# Constantin Valdor is primarch sized?



## MontytheMighty (Jul 21, 2009)

in Blood Games (Tales of Heresy)

Amon is a particularly tall custodes
Valdor is described as "even bigger" than Amon

later primarch Rogal Dorn and Amon talk "face to face" as "the tallest beings in the room" (Valdor is not present in the room)

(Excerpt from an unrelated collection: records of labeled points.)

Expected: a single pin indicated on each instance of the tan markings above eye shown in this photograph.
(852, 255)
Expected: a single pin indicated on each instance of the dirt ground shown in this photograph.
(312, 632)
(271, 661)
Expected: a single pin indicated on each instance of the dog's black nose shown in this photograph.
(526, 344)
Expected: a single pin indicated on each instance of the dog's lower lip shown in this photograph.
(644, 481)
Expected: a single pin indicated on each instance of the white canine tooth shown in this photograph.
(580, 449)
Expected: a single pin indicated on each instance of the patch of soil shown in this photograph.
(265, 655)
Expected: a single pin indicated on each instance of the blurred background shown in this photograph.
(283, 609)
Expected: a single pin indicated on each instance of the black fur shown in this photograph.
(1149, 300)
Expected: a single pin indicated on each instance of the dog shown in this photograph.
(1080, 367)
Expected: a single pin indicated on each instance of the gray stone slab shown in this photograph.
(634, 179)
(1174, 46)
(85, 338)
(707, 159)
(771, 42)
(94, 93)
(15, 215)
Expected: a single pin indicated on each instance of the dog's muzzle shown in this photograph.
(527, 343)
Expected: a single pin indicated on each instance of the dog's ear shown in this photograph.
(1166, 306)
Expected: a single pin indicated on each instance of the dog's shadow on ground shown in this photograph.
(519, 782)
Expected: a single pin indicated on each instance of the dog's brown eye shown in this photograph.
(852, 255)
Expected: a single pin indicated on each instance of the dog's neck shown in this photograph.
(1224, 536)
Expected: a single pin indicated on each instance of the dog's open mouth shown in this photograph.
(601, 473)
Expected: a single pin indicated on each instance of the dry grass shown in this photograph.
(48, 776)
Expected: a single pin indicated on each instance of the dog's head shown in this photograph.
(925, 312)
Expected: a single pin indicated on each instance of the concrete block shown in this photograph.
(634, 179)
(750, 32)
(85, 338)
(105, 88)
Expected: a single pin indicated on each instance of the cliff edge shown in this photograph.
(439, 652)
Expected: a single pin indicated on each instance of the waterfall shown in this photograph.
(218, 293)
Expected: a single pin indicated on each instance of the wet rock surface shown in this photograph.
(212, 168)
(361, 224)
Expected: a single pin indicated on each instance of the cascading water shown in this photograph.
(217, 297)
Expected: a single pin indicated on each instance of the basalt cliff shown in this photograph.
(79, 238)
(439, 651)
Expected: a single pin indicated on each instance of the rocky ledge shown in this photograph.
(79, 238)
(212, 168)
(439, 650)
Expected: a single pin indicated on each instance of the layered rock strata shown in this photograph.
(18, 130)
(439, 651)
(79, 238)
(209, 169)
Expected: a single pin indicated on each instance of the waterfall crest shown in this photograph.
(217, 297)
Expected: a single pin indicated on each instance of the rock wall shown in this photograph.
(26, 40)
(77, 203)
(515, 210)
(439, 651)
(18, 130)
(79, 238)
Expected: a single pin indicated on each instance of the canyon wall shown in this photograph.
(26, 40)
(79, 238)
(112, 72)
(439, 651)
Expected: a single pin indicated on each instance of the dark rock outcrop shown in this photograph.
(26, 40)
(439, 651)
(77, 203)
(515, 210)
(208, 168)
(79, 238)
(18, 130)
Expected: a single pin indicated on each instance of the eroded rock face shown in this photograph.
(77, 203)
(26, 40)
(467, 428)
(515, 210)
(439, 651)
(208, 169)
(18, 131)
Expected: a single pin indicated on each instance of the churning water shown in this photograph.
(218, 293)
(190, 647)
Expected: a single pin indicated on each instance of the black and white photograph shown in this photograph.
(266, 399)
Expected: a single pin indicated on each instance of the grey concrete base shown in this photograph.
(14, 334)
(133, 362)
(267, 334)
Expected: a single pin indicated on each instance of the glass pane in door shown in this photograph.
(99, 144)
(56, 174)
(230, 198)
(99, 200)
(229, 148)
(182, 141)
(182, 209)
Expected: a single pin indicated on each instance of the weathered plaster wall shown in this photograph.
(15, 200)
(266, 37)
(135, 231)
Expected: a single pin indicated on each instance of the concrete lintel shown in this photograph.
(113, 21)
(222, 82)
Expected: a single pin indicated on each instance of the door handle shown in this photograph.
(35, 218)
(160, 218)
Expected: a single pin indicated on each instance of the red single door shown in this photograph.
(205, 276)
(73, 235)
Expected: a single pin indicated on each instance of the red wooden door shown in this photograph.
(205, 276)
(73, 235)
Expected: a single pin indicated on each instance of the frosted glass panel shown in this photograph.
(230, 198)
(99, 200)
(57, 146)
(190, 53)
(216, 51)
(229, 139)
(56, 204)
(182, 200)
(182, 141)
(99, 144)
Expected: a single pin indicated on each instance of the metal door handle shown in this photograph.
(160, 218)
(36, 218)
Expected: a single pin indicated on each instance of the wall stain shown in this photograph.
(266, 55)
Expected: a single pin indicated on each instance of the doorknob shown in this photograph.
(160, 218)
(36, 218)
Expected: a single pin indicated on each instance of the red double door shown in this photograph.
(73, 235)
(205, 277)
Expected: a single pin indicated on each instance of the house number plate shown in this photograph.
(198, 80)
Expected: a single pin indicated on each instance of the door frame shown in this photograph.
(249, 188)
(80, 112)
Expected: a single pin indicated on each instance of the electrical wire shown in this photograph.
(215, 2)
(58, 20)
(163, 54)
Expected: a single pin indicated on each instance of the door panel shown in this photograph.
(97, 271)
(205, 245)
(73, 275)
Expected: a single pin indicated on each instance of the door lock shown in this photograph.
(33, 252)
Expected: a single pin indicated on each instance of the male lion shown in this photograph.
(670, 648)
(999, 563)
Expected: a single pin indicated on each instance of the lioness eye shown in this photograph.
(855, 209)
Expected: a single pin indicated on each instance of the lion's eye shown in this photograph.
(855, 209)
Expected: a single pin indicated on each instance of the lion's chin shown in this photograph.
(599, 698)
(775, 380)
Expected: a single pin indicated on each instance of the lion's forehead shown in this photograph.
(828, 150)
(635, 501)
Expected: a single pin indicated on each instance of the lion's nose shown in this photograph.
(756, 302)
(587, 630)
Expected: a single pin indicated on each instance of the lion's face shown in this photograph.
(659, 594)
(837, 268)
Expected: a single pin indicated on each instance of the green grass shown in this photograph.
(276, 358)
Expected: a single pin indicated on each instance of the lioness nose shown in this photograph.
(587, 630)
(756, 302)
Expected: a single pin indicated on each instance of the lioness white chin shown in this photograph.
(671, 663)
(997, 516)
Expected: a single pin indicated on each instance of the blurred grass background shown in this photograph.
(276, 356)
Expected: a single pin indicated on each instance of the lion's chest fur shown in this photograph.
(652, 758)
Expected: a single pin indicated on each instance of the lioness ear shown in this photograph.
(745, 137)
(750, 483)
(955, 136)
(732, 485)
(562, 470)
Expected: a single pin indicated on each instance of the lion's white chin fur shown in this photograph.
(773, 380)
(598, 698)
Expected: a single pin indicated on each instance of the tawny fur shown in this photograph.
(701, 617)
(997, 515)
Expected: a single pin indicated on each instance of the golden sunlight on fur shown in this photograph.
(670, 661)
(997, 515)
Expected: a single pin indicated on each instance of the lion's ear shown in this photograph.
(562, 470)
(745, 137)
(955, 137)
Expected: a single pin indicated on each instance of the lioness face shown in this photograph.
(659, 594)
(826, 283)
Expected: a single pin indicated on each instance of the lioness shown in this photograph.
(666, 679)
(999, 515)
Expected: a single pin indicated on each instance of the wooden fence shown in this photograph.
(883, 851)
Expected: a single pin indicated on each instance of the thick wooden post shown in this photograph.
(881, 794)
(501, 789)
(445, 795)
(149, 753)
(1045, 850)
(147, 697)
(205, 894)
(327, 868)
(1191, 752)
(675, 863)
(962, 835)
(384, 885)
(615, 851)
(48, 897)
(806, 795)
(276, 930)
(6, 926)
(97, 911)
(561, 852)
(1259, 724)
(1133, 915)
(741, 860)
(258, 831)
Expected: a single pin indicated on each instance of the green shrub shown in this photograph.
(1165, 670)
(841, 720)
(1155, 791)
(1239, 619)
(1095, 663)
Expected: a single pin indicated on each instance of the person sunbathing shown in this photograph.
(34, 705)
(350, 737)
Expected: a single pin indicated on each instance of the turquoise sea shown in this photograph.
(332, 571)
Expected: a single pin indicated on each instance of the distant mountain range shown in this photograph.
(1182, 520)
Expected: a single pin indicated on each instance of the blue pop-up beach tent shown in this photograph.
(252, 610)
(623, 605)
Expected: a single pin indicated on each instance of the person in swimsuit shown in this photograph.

it seems that Valdor, chief custodian, may be even taller/bigger than Dorn


----------



## Words_of_Truth (Sep 20, 2007)

It's not that uncommon for beings to be as tall as a Primarch, for example Alpharius and Omgeon are pretty similar in stature to a majority of their legionnaires. I'm unsure whether Custodians where genetically made or simply altered like normal Marines but you would think that the leader of such a powerful group would be pretty mighty, I mean he doesn't back down much when Rogal Dorn gives him a tongue lashing in Nemesis.


----------



## Angel of Blood (Aug 18, 2010)

And he allegedly beat Horus in a sparring match


----------



## MontytheMighty (Jul 21, 2009)

I think not backing down is more a sign of how steadfast the custodes are in their duty
I would be very surprised (shocked, really) if a custodian could battle a primarch on equal terms



Words_of_Truth said:


> I'm unsure whether Custodians where genetically made or simply altered like normal Marines


I'm almost certain that custodes are grown/engineered from scratch
whereas marines are altered from raw human recruits (as we all know)


----------



## Words_of_Truth (Sep 20, 2007)

The fact they are grown to me means it isn't a surprise they are around the same size as a Primarch, same tech was used to engineer both, just a bit more went into the Primarchs.


----------



## Angel of Blood (Aug 18, 2010)

MontytheMighty said:


> I think not backing down is more a sign of how steadfast the custodes are in their duty
> I would be very surprised (shocked, really) if a custodian could battle a primarch on equal terms


Again, Valdor supossedly beat(might have been drew) against Horus in a duel. Make of that what you will


----------



## Chompy Bits (Jun 13, 2010)

It would be interesting to know exactly what the process to create a Custodian actually is. _The First Heretic_ made me really curious when Lorgar referred to them as something along the lines of 'genetic overspill' and the Custodes themselves at one point remarking that they are the Emperor's 'true' favoured sons. Makes me think that maybe Custodes are what Primarchs would have been without the pacts to imbue them with warp power. Thus, it would mean that they can trace their genetics to the Emperor but not to the chaos gods.


----------



## MidnightSun (Feb 10, 2009)

The Captain of the 1st Company (Or at least the Terminator corps) of the Alpha Legion sometimes stood in for Alpharius/Omegon, as shown in Legion.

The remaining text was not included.